Дядя Федя разговаривал как-то неохотно, но в общих словах обнадежил – все, мол, устроится, для этого он с директором едет в Москву. И посоветовал Пашкову спокойно догулять положенные дни.

Догулять – так догулять. У них с Любой еще остались в распоряжении два полных дня и две ночи. Все это время следует наполнить приятными ощущениями. Можно даже успеть в Судак съездить, посмотреть древнюю генуэзскую крепость (давнее желание Бориса). Или в Коктебель, где дом-музей Волошина (желание Любы). Конечно же, надо еще купить фруктов – килограммов двадцать, не меньше – сколько удастся увезти с собой. И утром, накануне отъезда, будет у них время поплескаться напоследок в ласковых волнах Понта Эвксинского…

А дела и тревоги начнутся потом – когда поезд увезет их вдаль от теплого морского берега.

***

Энск встретил чету Пашковых мелким, моросящим дождем, а галантный Липовский – пышным букетом для Любы.

До Велибора ехали, большей частью, молча.
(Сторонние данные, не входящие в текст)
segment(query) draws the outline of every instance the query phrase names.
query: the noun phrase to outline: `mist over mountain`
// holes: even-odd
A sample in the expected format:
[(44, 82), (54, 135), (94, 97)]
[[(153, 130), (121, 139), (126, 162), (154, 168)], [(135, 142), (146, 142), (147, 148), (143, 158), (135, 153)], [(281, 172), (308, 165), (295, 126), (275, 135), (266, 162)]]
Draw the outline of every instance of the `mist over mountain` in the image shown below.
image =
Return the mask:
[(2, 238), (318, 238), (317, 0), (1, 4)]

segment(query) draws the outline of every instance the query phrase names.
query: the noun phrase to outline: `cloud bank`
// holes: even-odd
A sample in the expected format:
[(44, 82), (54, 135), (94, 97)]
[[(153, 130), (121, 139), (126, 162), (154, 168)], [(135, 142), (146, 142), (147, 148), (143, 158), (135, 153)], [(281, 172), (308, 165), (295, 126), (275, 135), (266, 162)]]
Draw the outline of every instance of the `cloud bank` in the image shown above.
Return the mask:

Супруги наговорились в поезде, а Саныч был полностью поглощен процессом вождения: дорога после недавних ливней имела предаварийный вид, а машины по ней шли густыми потоками в обоих направлениях.
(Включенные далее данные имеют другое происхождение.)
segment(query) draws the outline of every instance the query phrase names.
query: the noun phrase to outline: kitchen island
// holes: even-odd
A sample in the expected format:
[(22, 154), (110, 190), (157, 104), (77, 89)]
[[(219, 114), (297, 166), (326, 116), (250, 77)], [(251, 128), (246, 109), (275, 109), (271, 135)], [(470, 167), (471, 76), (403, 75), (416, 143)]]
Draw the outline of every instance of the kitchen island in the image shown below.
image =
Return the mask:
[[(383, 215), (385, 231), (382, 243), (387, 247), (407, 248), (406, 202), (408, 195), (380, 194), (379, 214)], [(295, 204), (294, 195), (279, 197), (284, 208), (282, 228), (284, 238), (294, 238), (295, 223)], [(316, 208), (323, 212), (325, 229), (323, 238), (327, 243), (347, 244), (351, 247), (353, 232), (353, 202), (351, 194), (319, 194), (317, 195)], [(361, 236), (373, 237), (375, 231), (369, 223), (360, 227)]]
Уже в конце пути Люба попросила остановиться у придорожного магазина, и выскочила из машины, чтобы купить хлеба, и чего под руку попадет, для первой домашней трапезы. Пашков и Липовский использовали это время для перекура, и сдержанный на язык капитан, наконец, заговорил о том, что его беспокоило:

- Васильич, ходят слухи, что нас разгоняют – нашу группу то есть.

Кажется, начинали сбываться тревожные предчувствия Пашкова. Но он постарался ободрить коллегу:

- Ничего, Саныч, Бог не выдаст, тютюка не съест. Схожу к начальству, узнаю, что там, постараюсь утрамбовать. Не в первый раз…
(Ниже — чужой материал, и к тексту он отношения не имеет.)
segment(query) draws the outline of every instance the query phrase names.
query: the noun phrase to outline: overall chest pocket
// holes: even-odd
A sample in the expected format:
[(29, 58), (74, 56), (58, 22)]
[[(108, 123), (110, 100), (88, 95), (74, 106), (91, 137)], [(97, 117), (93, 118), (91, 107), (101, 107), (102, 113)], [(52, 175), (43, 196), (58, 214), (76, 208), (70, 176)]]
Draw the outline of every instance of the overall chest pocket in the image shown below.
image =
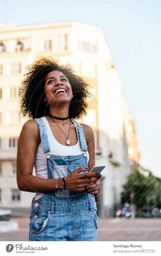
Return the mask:
[[(79, 164), (77, 165), (58, 165), (54, 166), (54, 178), (62, 178), (64, 176), (67, 177), (71, 174), (74, 171), (78, 169), (80, 167), (84, 166), (84, 165)], [(82, 172), (80, 174), (84, 174), (87, 172), (87, 171)], [(62, 193), (58, 193), (57, 191), (55, 191), (55, 194), (58, 197), (69, 197), (77, 196), (84, 194), (86, 193), (84, 192), (77, 192), (66, 191), (63, 189)]]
Вся верхушка Института материаловедения находилась в Москве – директор, его зам по науке, председатель СТК, заведующие научными отделами. В их отсутствии по институту носились разнообразные слухи, и вполне правдоподобные и совсем нелепые:

«Главк закрывают, и нас вместе с ним… Нет, нас не закроют, а передадут под Минобороны, там деньги есть. – Ну, начнется веселая жизнь: ать-два! – Зато порядок будет, как в армии. – Бросьте, в армии давно бардак… Переходим под юрисдикцию Российской Федерации, будем подчиняться правительству Силаева! – Но там нет своего научного ведомства. – Войдем напрямую в состав Министерства промышленности РСФСР. – Да это же бывший Местпром, кустари, бедные, как церковные мыши… – Институт закроют, а здание отдадут под СП с иностранцами…»

Наконец институтское начальство вернулось из столицы, но пробиться к Булевину сразу было невозможно: то он пропадал на бесконечных совещаниях у директора, то вызывал к себе, поочередно, заведующих лабораториями. До Пашкова очередь дошла не скоро…

***

- Проходите, Борис Васильевич, как отдохнули? Садитесь, в ногах правды нет. А может, нет ее и выше наших голов…

На лице дяди Феди – выражение суровой решимости, а речь вьется затейливо, издалека. Сначала – о самом главном, потом о всяком побочном, и лишь после нескольких маневров, вокруг да около, завотделом переходит к тому, что напрямую заботит его подчиненного.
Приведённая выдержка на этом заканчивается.